Анализ христианизации с точки зрения взаимоотношений христианства и язычества как оппозиционных мировоззренческих систем показывает многовариантность результатов данного процесса. При условии осознания этой оппозиционности, древнерусский человек либо признавал христианские идеи, отвергая языческие, либо вовсе не принимал христианства. В случае отсутствия понимания несовместимости тех или иных вероучительных принципов христианства и архаических верований возникали явления синкретической религиозности, но чаще всего элементы языческой традиции «встраивались» в религиозное сознание христианизируемого общества, приобретая в нем автономное и «самодостаточное» положение.
К анализу религиозной ситуации в древнерусском обществе для рассматриваемого нами переходного периода вполне применима теория семиотических моделей мира, определяющих правила поведения личности и коллектива. Взаимодействие разных моделей может вести либо к их изолированному употреблению, когда каждая приурочена к определенной сфере и существуют правила перехода от одной модели к другой; либо к креолизации – наложению моделей друг на друга, выявлению в них общих (или отождествляемых) элементов[342]
.Считаю нужным подчеркнуть – вышесказанное отнюдь не свидетельствует о том, что «старые верования стали неразрывной частью православия»[343]
или о том, что язычество, наравне с христианством, стало одним их двух компонентов «единого религиозно-церковного комплекса, именуемого русским православием»[344]. Восточное христианство (православие) пришло на Русь в сформировавшемся виде, включая догматы, каноны и богослужебную практику. Древнерусское язычество не изменило Символ веры, догматическое учение Отцов Церкви или каноны, утвержденные Вселенскими Соборами.

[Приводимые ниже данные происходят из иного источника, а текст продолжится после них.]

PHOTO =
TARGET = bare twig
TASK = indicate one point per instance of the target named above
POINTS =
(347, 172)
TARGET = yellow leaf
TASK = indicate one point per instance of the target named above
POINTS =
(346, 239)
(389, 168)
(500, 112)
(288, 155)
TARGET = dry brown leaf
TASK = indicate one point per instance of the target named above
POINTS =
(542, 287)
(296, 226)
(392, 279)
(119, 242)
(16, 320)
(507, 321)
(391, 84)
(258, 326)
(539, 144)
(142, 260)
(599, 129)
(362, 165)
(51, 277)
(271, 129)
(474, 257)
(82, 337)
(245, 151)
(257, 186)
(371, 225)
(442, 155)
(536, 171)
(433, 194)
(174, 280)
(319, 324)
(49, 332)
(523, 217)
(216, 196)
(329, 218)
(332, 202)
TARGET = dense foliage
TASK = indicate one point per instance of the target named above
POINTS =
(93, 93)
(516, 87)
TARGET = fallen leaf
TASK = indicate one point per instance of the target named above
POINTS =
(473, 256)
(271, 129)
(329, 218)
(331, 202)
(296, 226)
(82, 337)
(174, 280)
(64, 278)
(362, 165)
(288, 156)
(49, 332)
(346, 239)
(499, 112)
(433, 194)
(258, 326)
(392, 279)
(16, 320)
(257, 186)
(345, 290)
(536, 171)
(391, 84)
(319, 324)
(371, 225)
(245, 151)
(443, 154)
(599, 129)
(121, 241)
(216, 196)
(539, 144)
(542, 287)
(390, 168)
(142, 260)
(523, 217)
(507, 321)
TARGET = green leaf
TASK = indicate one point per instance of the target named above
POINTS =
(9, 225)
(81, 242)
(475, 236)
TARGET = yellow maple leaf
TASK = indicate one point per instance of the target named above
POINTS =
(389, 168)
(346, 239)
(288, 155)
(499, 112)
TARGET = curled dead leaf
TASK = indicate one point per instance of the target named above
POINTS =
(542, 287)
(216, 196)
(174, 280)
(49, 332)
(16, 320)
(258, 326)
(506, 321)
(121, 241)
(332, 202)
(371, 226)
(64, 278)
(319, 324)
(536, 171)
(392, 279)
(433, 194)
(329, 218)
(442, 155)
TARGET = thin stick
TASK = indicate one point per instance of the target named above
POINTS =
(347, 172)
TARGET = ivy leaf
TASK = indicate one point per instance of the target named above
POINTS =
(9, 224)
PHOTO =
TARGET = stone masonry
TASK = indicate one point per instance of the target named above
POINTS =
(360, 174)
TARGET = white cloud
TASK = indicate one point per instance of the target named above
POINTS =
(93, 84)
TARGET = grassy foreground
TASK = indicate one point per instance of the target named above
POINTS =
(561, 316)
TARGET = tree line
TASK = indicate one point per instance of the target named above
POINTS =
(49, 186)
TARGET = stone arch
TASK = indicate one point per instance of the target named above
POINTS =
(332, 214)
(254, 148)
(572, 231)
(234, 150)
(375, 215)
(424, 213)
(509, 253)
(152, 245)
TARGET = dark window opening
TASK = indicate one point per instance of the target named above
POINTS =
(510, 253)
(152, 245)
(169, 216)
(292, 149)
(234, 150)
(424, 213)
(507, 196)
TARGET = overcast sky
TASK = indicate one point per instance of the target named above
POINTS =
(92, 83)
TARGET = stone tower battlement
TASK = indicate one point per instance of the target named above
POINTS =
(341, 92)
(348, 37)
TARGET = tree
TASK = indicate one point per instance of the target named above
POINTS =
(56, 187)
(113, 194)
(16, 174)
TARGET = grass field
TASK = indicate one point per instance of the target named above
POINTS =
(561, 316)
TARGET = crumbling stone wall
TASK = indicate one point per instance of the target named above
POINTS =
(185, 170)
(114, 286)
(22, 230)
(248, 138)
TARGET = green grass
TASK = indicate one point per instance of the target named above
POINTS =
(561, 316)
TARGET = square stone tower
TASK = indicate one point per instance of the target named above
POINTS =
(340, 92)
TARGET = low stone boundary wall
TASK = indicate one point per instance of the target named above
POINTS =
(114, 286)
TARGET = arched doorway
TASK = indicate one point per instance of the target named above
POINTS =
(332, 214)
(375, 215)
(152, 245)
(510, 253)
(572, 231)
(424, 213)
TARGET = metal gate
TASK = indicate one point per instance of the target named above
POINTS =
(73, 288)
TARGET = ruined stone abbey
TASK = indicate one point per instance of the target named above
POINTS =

Фрагменты язычества и архаические элементы традиционной культуры никоим образом не являлись артефактами истории православия на Русской земле. А утверждение о том, что «среди широких масс народа (особенно среди сельского населения) число исповедовавших веру предков сокращалось медленно, а временами даже возрастало»[345] является совершенно бездоказательным.В связи с этим чрезвычайно интересными представляются выводы А. А. Панченко, сделанные им по итогам исследования современной народной религиозности на Северо-Западе России. Ответ на вопрос о том, как соотносится неканонический народный культ деревенских святынь с официальными церковными обрядами, весьма труден: «В области пересечения народной религиозности и мифологии ландшафта… не существовало жестких функциональных структур, и сама проблема различения отдельных категорий святынь решалась каким-то особенным образом или не решалась вовсе»[346]
. «Как правило, крестьянская вера, – замечает А. А. Панченко, – носит “ситуационный” характер, не составляет какого-либо единого текста и состоит из некоторого количества “полей значений”, религиозно-мифологических архетипов, образующих связное поле лишь в пределах определенных культурных институтов»[347]. Подобная «ситуационность», скорее всего, была характерной чертой и древнерусской народной религиозности, особенно, если учесть тот факт, что подавляющее большинство населения проживало в сельской местности, а город еще был предельно близок деревне по основным параметрам культурного развития.Однако, обращаясь к этнографическим данным о народной религиозности в России, как к одному из возможных источников реконструкции древнерусской религиозной жизни, надо признать, что наличие архаических элементов в сознании и традиционно-бытовой культуре народных масс не является свидетельством их нецерковности или принадлежности к язычеству. В действительности, какой бы вес не занимало язычество в религиозности русских крестьян XIX–XX вв., оно явно или тайно было пропитано христианской символикой, а порядок организации их жизнедеятельности был повсеместно христианским, ибо традиционный коллектив существовал в литургическом ритме суточного, седмичного и годового кругов с чередованиями будней – праздников, постов – мясоедов и с соблюдением хотя-бы минимума церковных правил в переходных обрядах[348]
. Другое дело – особенности традиционной культуры, которая, как известно «не создает никаких предпосылок для того, чтобы субъект мог произвольно преодолевать “связанность” со смысловыми “полями” ситуационной реальности за счет частичной переориентации своего сознания на отвлеченные и закрепленные в понятиях планы деятельности. Решение выдвигаемых традиционной культурой поведенческих задач постоянно носит такой характер, что индивид оказывается полностью “погруженным” в деятельность и ничто в ней самой не облегчает ему выход за пределы своего эмпирического “я”, занятие по отношению к себе рефлексивной позиции стороннего, контролирующего наблюдателя»[349]. Поэтому «традиционное сознание, даже сталкиваясь с задачей понятийного характера, пытается ассимилировать ее за счет непосредственного введения в привычный для себя ситуационный контекст»[350].